Allora il racconto della realtà più vicina ai giovanissimi viene magari dalla trap che adesso va fortissimo?
"E' sempre questione di chi cucina. In un ristorante c'è chi cucina con l'attenzione alla qualità e alla tradizione e chi si abbuffa di junk food. Nel caso della trap, io la considero l'anticamera dell'uso industriale dell'Intelligenza Artificiale applicata alla musica. Tutti hanno potuto cantare, anche quelli incapaci, perché con l'uso di computer, di software che intonano lo stonato e vocoder vari, è arrivato questo diluvio di pezzi e pezzulli pieni di Autotune. Pare di ascoltare canzoni costruite da una macchina. Quel che non mi piace è l'ostentare lo spaccio, la violenza, il vizio nei testi. Per carità, queste cose c'erano nel rock e nel punk ma c'è una realtà più ricca e complessa da raccontare. Della trap mi piace l'approccio molto diretto, che la avvicina a certe cose del punk".
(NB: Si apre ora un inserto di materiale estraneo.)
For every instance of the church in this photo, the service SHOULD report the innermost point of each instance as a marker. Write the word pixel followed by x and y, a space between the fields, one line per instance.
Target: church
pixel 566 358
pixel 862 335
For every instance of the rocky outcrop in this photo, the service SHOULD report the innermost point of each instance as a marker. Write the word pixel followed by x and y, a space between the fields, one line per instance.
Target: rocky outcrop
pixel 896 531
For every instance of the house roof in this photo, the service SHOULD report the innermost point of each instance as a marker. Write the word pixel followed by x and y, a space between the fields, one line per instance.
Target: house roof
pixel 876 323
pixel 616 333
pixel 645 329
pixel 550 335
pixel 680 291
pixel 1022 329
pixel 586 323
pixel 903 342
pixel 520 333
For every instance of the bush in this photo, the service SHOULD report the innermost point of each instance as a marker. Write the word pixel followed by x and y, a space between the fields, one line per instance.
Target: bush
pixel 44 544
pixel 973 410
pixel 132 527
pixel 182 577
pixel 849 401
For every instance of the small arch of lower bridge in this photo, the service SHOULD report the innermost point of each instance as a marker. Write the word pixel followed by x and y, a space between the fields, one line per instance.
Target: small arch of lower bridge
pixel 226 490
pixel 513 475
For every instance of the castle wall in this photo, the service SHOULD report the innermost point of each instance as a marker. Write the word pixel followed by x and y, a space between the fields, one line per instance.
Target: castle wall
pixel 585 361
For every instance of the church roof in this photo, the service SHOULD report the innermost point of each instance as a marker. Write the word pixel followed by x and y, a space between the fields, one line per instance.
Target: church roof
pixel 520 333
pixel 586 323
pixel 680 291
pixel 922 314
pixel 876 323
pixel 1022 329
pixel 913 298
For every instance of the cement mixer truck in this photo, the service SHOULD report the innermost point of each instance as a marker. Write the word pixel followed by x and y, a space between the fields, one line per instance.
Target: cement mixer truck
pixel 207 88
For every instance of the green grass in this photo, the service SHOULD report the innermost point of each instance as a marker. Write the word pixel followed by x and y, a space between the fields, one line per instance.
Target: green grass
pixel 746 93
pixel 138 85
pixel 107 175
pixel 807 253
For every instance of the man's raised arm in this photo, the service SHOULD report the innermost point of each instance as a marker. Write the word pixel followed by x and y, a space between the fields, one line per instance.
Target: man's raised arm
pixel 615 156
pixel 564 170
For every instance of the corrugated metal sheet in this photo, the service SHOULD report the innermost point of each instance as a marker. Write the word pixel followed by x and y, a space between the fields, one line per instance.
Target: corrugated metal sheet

La tua storia di musicista è anche la storia dei Timoria, una band che ha lasciato un gran segno e che è finita non proprio del migliore dei modi. C'è qualcosa di cui ti penti?
"Ma sai, io nella mia biografia io ho deciso di mettere tutto. I successi e le gioie ma anche gli errori, le relazioni finite a pezzi, le donne perse, l'essere cresciuto nella periferia di Brescia, l'aver fatto parte degli ultras della Curva Nord con i relativi scontri, i ferri chiurgici dentro il cuore con tutti i dolori del caso. Nel caso dei Timoria, c'è molto di buono che porto con me e dentro i pezzi che ancora suono dal vivo. Abbiamo fatto la storia della musica italiana, eravamo ragazzini e già aprivamo i concerti dei Litfiba, Viaggio senza vento è stato il primo Disco d'oro del rock indipendente italiano. Certo avremmo potuto fare meglio, ci sono stati problemi seri col nostro cantante di allora, Francesco Renga. Ma anche dopo abbiamo messo a segno bei colpi e sono tutti pezzi miei, è come se fossero un mio braccio, i miei figli. E fanno parte del mio viaggio sonoro".